Nine interesting facts about the Iditarod
The annual Iditarod, Alaska’s iconic sled dog race, began on March 4, 2023, with its traditional ceremonial start in Downtown Anchorage. While this year the number of teams participating is the smallest in the race’s history, the teams excitedly raced through city streets as they made their way to the actual race start, which was on March 5, at 2PM, in Willow Lake. This year the trail will be slightly different. Racers will go from Willow to Nome through what is known as the “Southern trail.” This trail has not been used since 2019. According to Alaska Public Media, it is relatively similar to the Northern trail: “Once teams get to Ophir, it cuts south through the Beaver Mountains to the ghost town of Iditarod. From there, there’s a lot of rivers running through Shageluk, Grayling, and Anvik before linking up with the main trail in Kaltag”. APM also mentioned that this trail is slightly longer and is known for its complexity. There’s plenty of mountain terrain and exposed racing next to the Yukon River. At the time of writing this article, Ryan Redington had crossed the finish line after 8 days, 21 hours, 12 minutes and 58 seconds on the trail. He is Joe Redington, Sr.’s grandson, who is one of the co-founders of the race and is known as the “Father of the Iditarod.” Here are some interesting facts about the “1000-mile race.”
1. Iditarod means “distant place” in the languages of Ingalik and Holikachu, spoken by the Athabaskan people. The race is meant to honor the tradition of the Iditarod Trail, a trail system that connected towns of Inland Alaska during the Gold Rush of the early 20th century. The first Iditarod was held in 1973. However, portions of the trail had been used by Native Alaskan Athabaskan and Inupiaq communities long before the arrival of Russian Fur traders in the 1800s.
2. While it is commonly referred to as the “1000-mile race”, the trail length is slightly smaller. The Northern Route, normally used in even years, is 975 miles and the Southern Rote, used in odd years is 998 miles. Recent modifications, like the 2015 and 2017 Fairbanks reroute because of lack of snow caused the race to be 979 miles.
3. The race has stopping points. There are currently 26 checkpoints on the northern route and 27 on the southern route where mushers have to check-in. They can fly supplies in advance like food or extra dog booties. In addition, there are three mandatory rests: a 24-hour layover that must be taken at any check point, and two 8-hour layovers, one at any checkpoint in the Yukon River and once at White Mountain.

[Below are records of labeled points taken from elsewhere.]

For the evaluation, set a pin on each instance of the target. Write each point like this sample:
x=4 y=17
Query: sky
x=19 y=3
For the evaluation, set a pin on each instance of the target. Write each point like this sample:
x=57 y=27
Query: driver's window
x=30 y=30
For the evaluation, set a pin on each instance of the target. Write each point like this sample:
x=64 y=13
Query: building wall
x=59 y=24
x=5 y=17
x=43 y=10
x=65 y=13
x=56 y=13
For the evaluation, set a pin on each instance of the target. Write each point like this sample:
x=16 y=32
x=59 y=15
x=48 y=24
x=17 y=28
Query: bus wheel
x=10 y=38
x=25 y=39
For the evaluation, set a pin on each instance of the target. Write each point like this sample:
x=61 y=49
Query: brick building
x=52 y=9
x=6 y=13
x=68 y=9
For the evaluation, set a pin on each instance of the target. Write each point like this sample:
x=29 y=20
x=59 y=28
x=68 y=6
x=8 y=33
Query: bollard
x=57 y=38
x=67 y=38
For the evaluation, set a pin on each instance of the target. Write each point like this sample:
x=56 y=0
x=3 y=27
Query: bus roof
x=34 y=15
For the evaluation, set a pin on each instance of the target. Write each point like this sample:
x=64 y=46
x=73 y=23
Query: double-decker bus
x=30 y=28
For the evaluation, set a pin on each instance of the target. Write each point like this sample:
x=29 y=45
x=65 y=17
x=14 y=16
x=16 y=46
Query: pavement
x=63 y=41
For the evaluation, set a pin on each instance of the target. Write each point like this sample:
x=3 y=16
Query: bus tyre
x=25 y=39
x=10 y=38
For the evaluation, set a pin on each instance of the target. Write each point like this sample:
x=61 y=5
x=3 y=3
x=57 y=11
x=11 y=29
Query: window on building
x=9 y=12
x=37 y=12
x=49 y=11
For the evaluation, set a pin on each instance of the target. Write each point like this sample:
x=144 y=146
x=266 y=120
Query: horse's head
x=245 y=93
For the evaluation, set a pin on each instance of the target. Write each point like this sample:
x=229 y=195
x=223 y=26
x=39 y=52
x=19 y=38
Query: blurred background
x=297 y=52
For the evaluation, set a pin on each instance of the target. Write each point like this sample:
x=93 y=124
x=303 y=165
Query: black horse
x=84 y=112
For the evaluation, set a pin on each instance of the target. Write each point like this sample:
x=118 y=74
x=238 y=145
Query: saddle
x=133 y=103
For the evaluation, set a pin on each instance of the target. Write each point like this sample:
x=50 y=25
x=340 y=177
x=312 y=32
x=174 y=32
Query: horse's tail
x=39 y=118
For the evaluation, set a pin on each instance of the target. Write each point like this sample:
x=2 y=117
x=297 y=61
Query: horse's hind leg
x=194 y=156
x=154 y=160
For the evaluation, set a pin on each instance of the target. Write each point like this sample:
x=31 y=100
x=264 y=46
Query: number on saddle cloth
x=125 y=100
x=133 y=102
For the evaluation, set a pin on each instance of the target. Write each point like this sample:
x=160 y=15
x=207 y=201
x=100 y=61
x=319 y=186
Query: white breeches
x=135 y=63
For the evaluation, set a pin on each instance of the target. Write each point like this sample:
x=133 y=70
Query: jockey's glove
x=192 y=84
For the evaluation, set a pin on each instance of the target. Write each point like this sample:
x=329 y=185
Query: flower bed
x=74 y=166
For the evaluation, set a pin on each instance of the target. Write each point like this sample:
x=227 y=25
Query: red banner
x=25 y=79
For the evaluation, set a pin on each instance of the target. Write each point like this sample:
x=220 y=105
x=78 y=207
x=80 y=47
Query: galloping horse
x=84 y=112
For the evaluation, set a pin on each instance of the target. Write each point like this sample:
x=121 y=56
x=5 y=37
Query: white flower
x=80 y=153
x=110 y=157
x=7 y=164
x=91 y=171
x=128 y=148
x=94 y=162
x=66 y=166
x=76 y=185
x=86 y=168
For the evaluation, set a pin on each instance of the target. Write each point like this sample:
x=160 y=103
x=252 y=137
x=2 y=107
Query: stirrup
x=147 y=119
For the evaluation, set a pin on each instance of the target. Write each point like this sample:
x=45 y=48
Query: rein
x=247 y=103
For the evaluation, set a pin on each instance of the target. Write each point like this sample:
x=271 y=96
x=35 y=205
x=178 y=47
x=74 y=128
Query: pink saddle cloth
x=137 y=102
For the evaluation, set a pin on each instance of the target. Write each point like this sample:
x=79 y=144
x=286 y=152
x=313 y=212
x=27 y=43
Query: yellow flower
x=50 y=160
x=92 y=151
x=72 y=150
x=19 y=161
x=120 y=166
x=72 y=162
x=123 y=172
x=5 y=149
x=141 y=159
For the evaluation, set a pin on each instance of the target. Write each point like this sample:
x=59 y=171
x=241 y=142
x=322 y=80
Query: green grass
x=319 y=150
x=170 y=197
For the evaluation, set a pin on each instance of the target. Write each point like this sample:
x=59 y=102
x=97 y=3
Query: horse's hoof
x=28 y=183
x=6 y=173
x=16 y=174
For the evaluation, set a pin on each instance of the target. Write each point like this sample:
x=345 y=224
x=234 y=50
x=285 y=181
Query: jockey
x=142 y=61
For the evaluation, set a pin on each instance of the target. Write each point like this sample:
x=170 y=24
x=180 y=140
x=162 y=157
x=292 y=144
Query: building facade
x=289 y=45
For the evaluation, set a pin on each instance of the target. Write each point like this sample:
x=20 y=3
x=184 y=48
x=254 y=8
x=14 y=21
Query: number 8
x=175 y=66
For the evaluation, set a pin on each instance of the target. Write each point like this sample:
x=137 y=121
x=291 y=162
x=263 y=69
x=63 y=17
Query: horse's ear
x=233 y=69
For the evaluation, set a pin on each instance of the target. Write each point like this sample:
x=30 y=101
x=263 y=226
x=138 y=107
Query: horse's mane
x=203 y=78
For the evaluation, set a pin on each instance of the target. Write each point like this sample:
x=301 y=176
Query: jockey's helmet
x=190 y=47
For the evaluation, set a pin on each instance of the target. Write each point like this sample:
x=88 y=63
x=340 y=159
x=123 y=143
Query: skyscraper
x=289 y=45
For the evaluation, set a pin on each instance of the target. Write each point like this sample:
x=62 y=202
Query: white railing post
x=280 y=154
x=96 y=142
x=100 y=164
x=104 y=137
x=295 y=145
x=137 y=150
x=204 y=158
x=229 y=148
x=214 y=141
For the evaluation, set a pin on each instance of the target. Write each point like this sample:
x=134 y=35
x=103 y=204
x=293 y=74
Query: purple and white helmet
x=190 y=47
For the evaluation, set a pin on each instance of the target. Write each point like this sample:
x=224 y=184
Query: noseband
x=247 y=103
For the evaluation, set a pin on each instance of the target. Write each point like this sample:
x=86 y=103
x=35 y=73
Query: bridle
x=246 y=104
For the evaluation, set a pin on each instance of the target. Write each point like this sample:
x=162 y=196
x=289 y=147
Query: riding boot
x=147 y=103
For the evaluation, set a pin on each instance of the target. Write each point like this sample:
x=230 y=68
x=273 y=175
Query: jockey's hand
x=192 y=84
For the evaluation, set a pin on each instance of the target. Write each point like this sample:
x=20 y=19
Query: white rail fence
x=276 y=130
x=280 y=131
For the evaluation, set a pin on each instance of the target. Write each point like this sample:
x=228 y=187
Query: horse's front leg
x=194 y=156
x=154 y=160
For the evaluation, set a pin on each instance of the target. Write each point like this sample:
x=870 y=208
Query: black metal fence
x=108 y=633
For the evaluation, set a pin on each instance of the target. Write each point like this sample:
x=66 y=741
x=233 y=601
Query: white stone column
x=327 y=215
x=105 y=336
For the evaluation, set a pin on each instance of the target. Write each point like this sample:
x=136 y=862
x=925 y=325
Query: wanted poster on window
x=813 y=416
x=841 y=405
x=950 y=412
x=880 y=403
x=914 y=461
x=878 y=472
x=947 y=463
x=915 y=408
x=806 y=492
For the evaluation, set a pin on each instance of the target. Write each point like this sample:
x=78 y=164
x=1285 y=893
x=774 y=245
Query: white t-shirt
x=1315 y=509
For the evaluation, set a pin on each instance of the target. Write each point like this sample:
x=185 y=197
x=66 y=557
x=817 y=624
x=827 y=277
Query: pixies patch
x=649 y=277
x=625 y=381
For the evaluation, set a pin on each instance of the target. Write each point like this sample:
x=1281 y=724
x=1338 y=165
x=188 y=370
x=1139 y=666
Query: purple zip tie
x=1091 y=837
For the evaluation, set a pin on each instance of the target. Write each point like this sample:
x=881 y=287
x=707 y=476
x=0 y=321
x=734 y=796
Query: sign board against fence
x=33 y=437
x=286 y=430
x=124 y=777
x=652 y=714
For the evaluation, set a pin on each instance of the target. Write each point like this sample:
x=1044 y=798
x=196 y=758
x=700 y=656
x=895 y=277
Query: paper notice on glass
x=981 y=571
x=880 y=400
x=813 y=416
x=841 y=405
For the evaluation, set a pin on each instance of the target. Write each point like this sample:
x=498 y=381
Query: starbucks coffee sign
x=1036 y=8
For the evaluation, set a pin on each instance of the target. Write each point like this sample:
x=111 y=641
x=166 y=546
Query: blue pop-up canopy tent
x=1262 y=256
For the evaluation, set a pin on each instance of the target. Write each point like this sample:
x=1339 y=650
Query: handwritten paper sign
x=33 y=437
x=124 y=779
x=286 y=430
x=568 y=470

4. The race was suspended in 1985 because inclement weather prevented supplies to be shipped to the different checkpoints.
5. After many Standard European Poodles in John Stuer’s team were hurt in the 1988 race, only northern breeds like Alaskan Malamutes and Siberian Huskies are allowed to race.
6. The record for the fastest winning time for the Iditarod is 8 days, 3 hours, 40 minutes, and 13 seconds and is held by Mitch Seavey since 2017.
7. Both Rick Swenson and Dallas Seavey hold the record for Most victories on the trail. Each has 5.
8. Libby Riddles, from Madison Wisconsin, was the first woman to win the Iditarod in 1985.
9. Not only does the winner get a prize. The musher that arrives in last place wins the “Red Lantern” Award.